FDA nod for synchronized motion table for Intuitive Surgical robotic surgical system

Print 26 January 2016
Stacy Lawrence / Fierce Medical Devices

Robotic surgery adherents will soon have a novel option--a table that can move with an Intuitive Surgical ($ISRG) robot during a surgical procedure. The idea is to enable surgeons to use gravity to their advantage by moving the table in tandem with a surgical robot to manipulate the patient's body for better surgical access or to remove some of the physical pressure from a certain bodily location.

Intuitive Surgical and Trumpf Medical, a division of Hill-Rom ($HRC), said the FDA has cleared their Integrated Table Motion for the da Vinci Xi Surgical System. It is slated to be available in the U.S. within the next few months; the surgical table is already marketed in Europe where it received a CE mark last June. The partners spent 5 years developing this integration of the two systems.

"This is computer-controlled coordinated motion between our product and the bed that allow surgeons to do real-time patient positioning for retraction using gravity as a retractor as well as being able to rotate the patient for anesthesia," summed up Intuitive Surgical President and CEO Gary Guthart at the recent J.P. Morgan Healthcare Conference in San Francisco in anticipation of this news.

Surgical teams can reposition the operating table in real-time--even with the surgical robotic arms docked. That could help improve efficiency in the operating room and save on costs by maximizing surgical access, exposure and reach. The table and the surgical robot are synchronized, so that the after the table is repositioned, the surgical system adjusts its instrument arms, boom and endoscope to maintain the orientation to the patient's anatomy.

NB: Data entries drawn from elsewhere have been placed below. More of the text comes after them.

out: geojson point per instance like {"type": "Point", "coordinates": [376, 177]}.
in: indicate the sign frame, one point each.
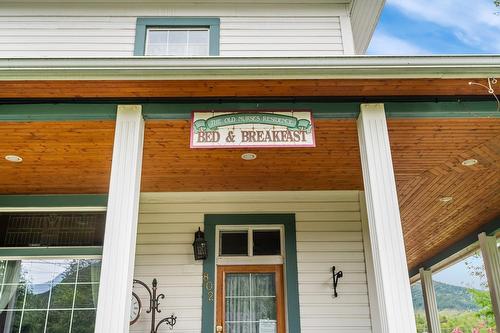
{"type": "Point", "coordinates": [274, 112]}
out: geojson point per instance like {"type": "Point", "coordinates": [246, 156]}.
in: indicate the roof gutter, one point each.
{"type": "Point", "coordinates": [162, 68]}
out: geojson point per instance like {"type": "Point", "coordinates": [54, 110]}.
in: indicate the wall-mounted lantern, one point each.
{"type": "Point", "coordinates": [336, 277]}
{"type": "Point", "coordinates": [200, 246]}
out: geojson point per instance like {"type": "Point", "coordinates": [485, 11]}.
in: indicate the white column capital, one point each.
{"type": "Point", "coordinates": [118, 254]}
{"type": "Point", "coordinates": [430, 302]}
{"type": "Point", "coordinates": [129, 109]}
{"type": "Point", "coordinates": [491, 259]}
{"type": "Point", "coordinates": [386, 235]}
{"type": "Point", "coordinates": [370, 107]}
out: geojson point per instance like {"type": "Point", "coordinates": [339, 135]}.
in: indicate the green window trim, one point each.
{"type": "Point", "coordinates": [290, 274]}
{"type": "Point", "coordinates": [213, 24]}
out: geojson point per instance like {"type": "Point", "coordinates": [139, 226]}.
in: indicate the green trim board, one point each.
{"type": "Point", "coordinates": [291, 277]}
{"type": "Point", "coordinates": [50, 251]}
{"type": "Point", "coordinates": [54, 201]}
{"type": "Point", "coordinates": [143, 23]}
{"type": "Point", "coordinates": [172, 110]}
{"type": "Point", "coordinates": [490, 229]}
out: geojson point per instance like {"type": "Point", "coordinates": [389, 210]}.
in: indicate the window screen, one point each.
{"type": "Point", "coordinates": [234, 243]}
{"type": "Point", "coordinates": [266, 242]}
{"type": "Point", "coordinates": [51, 229]}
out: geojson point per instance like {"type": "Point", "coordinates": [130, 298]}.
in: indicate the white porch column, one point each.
{"type": "Point", "coordinates": [118, 256]}
{"type": "Point", "coordinates": [491, 259]}
{"type": "Point", "coordinates": [430, 303]}
{"type": "Point", "coordinates": [386, 236]}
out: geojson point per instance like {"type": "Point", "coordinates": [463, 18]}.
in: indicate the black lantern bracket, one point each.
{"type": "Point", "coordinates": [336, 277]}
{"type": "Point", "coordinates": [154, 303]}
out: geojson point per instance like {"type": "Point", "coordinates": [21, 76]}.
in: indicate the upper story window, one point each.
{"type": "Point", "coordinates": [178, 37]}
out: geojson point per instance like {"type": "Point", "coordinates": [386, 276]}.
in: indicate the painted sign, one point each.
{"type": "Point", "coordinates": [267, 326]}
{"type": "Point", "coordinates": [252, 129]}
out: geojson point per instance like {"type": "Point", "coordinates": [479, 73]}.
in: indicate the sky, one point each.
{"type": "Point", "coordinates": [420, 27]}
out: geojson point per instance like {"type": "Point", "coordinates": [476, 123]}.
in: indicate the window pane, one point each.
{"type": "Point", "coordinates": [266, 242]}
{"type": "Point", "coordinates": [33, 321]}
{"type": "Point", "coordinates": [177, 42]}
{"type": "Point", "coordinates": [83, 321]}
{"type": "Point", "coordinates": [59, 321]}
{"type": "Point", "coordinates": [234, 243]}
{"type": "Point", "coordinates": [39, 293]}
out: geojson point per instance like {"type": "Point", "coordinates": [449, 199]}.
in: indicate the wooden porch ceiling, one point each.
{"type": "Point", "coordinates": [75, 157]}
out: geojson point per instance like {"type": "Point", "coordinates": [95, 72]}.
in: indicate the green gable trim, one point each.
{"type": "Point", "coordinates": [291, 278]}
{"type": "Point", "coordinates": [51, 251]}
{"type": "Point", "coordinates": [175, 110]}
{"type": "Point", "coordinates": [213, 24]}
{"type": "Point", "coordinates": [55, 201]}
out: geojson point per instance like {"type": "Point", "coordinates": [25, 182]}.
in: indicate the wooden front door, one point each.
{"type": "Point", "coordinates": [250, 299]}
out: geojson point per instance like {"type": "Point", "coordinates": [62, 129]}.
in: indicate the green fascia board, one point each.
{"type": "Point", "coordinates": [55, 201]}
{"type": "Point", "coordinates": [470, 109]}
{"type": "Point", "coordinates": [50, 251]}
{"type": "Point", "coordinates": [490, 228]}
{"type": "Point", "coordinates": [291, 276]}
{"type": "Point", "coordinates": [212, 23]}
{"type": "Point", "coordinates": [172, 111]}
{"type": "Point", "coordinates": [57, 112]}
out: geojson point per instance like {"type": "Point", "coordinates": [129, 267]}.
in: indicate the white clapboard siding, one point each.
{"type": "Point", "coordinates": [104, 29]}
{"type": "Point", "coordinates": [328, 233]}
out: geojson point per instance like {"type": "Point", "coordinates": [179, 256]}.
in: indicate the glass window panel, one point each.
{"type": "Point", "coordinates": [89, 270]}
{"type": "Point", "coordinates": [33, 321]}
{"type": "Point", "coordinates": [10, 321]}
{"type": "Point", "coordinates": [266, 242]}
{"type": "Point", "coordinates": [237, 284]}
{"type": "Point", "coordinates": [37, 296]}
{"type": "Point", "coordinates": [86, 296]}
{"type": "Point", "coordinates": [264, 308]}
{"type": "Point", "coordinates": [263, 284]}
{"type": "Point", "coordinates": [248, 327]}
{"type": "Point", "coordinates": [83, 321]}
{"type": "Point", "coordinates": [157, 36]}
{"type": "Point", "coordinates": [62, 296]}
{"type": "Point", "coordinates": [198, 49]}
{"type": "Point", "coordinates": [58, 321]}
{"type": "Point", "coordinates": [198, 37]}
{"type": "Point", "coordinates": [234, 243]}
{"type": "Point", "coordinates": [177, 36]}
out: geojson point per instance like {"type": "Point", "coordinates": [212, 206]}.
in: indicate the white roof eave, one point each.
{"type": "Point", "coordinates": [202, 68]}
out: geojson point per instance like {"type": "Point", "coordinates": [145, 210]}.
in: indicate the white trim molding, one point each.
{"type": "Point", "coordinates": [491, 258]}
{"type": "Point", "coordinates": [118, 256]}
{"type": "Point", "coordinates": [430, 303]}
{"type": "Point", "coordinates": [384, 223]}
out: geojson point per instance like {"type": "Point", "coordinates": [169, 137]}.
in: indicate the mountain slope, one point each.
{"type": "Point", "coordinates": [448, 297]}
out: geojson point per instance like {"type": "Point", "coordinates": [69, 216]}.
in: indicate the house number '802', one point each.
{"type": "Point", "coordinates": [209, 286]}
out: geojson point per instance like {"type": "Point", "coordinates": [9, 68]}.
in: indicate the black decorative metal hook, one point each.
{"type": "Point", "coordinates": [336, 277]}
{"type": "Point", "coordinates": [154, 303]}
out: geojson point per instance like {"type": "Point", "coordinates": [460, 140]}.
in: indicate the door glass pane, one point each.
{"type": "Point", "coordinates": [250, 303]}
{"type": "Point", "coordinates": [234, 243]}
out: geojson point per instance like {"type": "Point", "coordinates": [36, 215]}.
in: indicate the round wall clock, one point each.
{"type": "Point", "coordinates": [135, 309]}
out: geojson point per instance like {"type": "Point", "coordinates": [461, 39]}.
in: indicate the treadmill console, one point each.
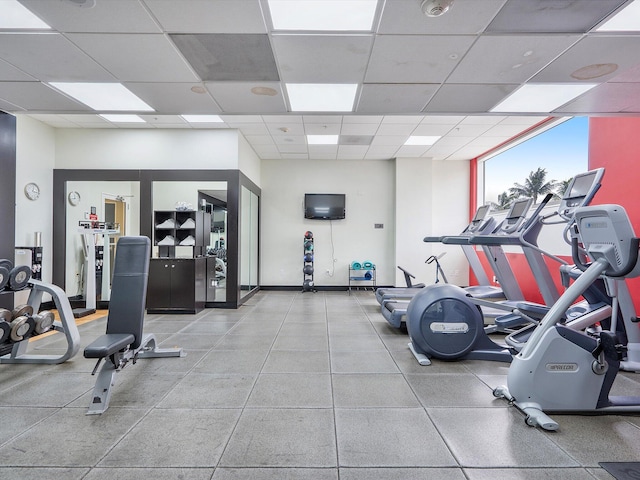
{"type": "Point", "coordinates": [580, 192]}
{"type": "Point", "coordinates": [480, 219]}
{"type": "Point", "coordinates": [515, 216]}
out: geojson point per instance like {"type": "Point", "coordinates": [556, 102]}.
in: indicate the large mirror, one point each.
{"type": "Point", "coordinates": [111, 209]}
{"type": "Point", "coordinates": [249, 221]}
{"type": "Point", "coordinates": [210, 197]}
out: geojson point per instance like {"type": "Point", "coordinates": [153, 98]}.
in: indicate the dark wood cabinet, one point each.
{"type": "Point", "coordinates": [176, 285]}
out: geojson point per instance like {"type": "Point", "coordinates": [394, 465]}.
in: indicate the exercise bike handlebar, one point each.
{"type": "Point", "coordinates": [634, 246]}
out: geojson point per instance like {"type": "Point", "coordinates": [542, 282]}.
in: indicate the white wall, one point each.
{"type": "Point", "coordinates": [248, 162]}
{"type": "Point", "coordinates": [370, 192]}
{"type": "Point", "coordinates": [146, 149]}
{"type": "Point", "coordinates": [432, 200]}
{"type": "Point", "coordinates": [35, 158]}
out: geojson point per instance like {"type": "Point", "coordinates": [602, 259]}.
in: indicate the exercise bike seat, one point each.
{"type": "Point", "coordinates": [108, 344]}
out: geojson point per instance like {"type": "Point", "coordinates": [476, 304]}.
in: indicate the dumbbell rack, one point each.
{"type": "Point", "coordinates": [308, 284]}
{"type": "Point", "coordinates": [16, 352]}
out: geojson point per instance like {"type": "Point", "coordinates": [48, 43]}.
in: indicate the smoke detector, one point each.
{"type": "Point", "coordinates": [435, 8]}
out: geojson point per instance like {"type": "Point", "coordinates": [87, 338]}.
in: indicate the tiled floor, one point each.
{"type": "Point", "coordinates": [290, 386]}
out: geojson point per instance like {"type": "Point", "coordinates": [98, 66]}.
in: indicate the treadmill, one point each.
{"type": "Point", "coordinates": [480, 223]}
{"type": "Point", "coordinates": [394, 309]}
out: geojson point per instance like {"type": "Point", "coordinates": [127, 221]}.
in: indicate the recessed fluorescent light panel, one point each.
{"type": "Point", "coordinates": [322, 139]}
{"type": "Point", "coordinates": [202, 118]}
{"type": "Point", "coordinates": [422, 139]}
{"type": "Point", "coordinates": [321, 97]}
{"type": "Point", "coordinates": [627, 20]}
{"type": "Point", "coordinates": [103, 96]}
{"type": "Point", "coordinates": [332, 15]}
{"type": "Point", "coordinates": [541, 98]}
{"type": "Point", "coordinates": [122, 118]}
{"type": "Point", "coordinates": [16, 16]}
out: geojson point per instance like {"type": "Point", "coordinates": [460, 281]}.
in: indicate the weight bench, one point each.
{"type": "Point", "coordinates": [124, 340]}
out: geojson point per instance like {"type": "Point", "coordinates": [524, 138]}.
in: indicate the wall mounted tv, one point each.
{"type": "Point", "coordinates": [324, 206]}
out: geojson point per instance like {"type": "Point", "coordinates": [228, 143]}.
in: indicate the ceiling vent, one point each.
{"type": "Point", "coordinates": [435, 8]}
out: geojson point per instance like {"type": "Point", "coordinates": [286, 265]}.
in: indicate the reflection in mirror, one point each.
{"type": "Point", "coordinates": [210, 197]}
{"type": "Point", "coordinates": [117, 210]}
{"type": "Point", "coordinates": [249, 207]}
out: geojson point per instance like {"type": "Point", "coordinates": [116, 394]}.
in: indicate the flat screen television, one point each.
{"type": "Point", "coordinates": [324, 206]}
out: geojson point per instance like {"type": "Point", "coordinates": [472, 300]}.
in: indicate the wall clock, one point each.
{"type": "Point", "coordinates": [74, 198]}
{"type": "Point", "coordinates": [32, 191]}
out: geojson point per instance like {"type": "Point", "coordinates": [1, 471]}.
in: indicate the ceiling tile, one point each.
{"type": "Point", "coordinates": [37, 98]}
{"type": "Point", "coordinates": [229, 57]}
{"type": "Point", "coordinates": [141, 58]}
{"type": "Point", "coordinates": [238, 97]}
{"type": "Point", "coordinates": [394, 98]}
{"type": "Point", "coordinates": [404, 17]}
{"type": "Point", "coordinates": [322, 129]}
{"type": "Point", "coordinates": [511, 59]}
{"type": "Point", "coordinates": [396, 129]}
{"type": "Point", "coordinates": [174, 98]}
{"type": "Point", "coordinates": [592, 50]}
{"type": "Point", "coordinates": [467, 98]}
{"type": "Point", "coordinates": [105, 16]}
{"type": "Point", "coordinates": [359, 129]}
{"type": "Point", "coordinates": [607, 98]}
{"type": "Point", "coordinates": [322, 58]}
{"type": "Point", "coordinates": [415, 59]}
{"type": "Point", "coordinates": [209, 16]}
{"type": "Point", "coordinates": [543, 16]}
{"type": "Point", "coordinates": [50, 57]}
{"type": "Point", "coordinates": [9, 73]}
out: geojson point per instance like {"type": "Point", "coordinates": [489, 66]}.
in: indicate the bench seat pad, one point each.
{"type": "Point", "coordinates": [108, 344]}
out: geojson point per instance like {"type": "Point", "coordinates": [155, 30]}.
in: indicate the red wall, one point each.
{"type": "Point", "coordinates": [614, 143]}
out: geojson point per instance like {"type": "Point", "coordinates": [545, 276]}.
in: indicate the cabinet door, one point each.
{"type": "Point", "coordinates": [182, 283]}
{"type": "Point", "coordinates": [159, 288]}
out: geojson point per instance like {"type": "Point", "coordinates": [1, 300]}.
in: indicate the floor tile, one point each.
{"type": "Point", "coordinates": [204, 390]}
{"type": "Point", "coordinates": [362, 362]}
{"type": "Point", "coordinates": [372, 437]}
{"type": "Point", "coordinates": [529, 474]}
{"type": "Point", "coordinates": [401, 473]}
{"type": "Point", "coordinates": [372, 390]}
{"type": "Point", "coordinates": [443, 390]}
{"type": "Point", "coordinates": [275, 474]}
{"type": "Point", "coordinates": [70, 438]}
{"type": "Point", "coordinates": [281, 438]}
{"type": "Point", "coordinates": [302, 390]}
{"type": "Point", "coordinates": [175, 438]}
{"type": "Point", "coordinates": [289, 361]}
{"type": "Point", "coordinates": [496, 437]}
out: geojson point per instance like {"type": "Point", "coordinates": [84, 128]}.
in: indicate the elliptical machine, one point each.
{"type": "Point", "coordinates": [445, 322]}
{"type": "Point", "coordinates": [569, 371]}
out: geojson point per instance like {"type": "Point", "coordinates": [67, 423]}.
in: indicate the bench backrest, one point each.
{"type": "Point", "coordinates": [129, 287]}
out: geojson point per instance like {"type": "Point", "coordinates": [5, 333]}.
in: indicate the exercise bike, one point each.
{"type": "Point", "coordinates": [569, 371]}
{"type": "Point", "coordinates": [445, 322]}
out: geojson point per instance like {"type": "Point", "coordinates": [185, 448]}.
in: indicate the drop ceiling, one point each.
{"type": "Point", "coordinates": [415, 75]}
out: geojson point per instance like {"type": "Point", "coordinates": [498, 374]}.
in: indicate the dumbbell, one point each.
{"type": "Point", "coordinates": [22, 323]}
{"type": "Point", "coordinates": [5, 269]}
{"type": "Point", "coordinates": [19, 277]}
{"type": "Point", "coordinates": [5, 324]}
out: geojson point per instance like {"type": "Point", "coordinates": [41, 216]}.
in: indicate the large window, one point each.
{"type": "Point", "coordinates": [561, 151]}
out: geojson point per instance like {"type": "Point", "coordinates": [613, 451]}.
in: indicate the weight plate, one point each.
{"type": "Point", "coordinates": [44, 320]}
{"type": "Point", "coordinates": [19, 328]}
{"type": "Point", "coordinates": [4, 277]}
{"type": "Point", "coordinates": [19, 277]}
{"type": "Point", "coordinates": [5, 331]}
{"type": "Point", "coordinates": [5, 315]}
{"type": "Point", "coordinates": [22, 311]}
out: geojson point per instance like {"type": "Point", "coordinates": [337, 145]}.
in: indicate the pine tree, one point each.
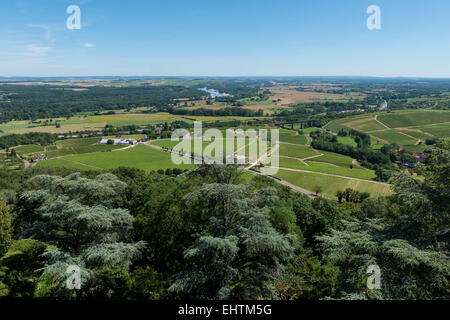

It's designed to work with Intuitive's latest robotic surgical system that launched in April 2014. The system is designed for use in minimally invasive surgery in gynecology, urology, thoracic, cardiac, and general surgery. Intuitive started out focused on urology and gynecology but has more recently expanded into other areas including general surgery indications. Currently, it's focused on moving more into colorectal, colon and rectal disease surgeries as well as hernia repair.

The company shipped 492 da Vinci Surgical Systems in 2015, up from 431 in 2014. Last year, there were about 652,000 surgical procedures conducted using a da Vinci Surgical System. That's a 14% over increase over 2014--but Intuitive expects that procedure growth rate to cool a bit this year, increasing only about 9% to 12%.

"The receipt of the CE mark in June of last year enabled us to perform first human use and a surgeon preference study in Europe to gain valuable insights into how Integrated Table Motion would be used clinically," Intuitive SVP and CMO Myriam Curet told FierceMedicalDevices.

"The full European launch began in October of 2015, and we are meeting our pre-launch expectations. We continue to receive positive feedback from European clinicians on their ability to leverage Integrated Table Motion in their robotic procedures, ranging from benign single-quadrant to complex multi-quadrant cases," she concluded.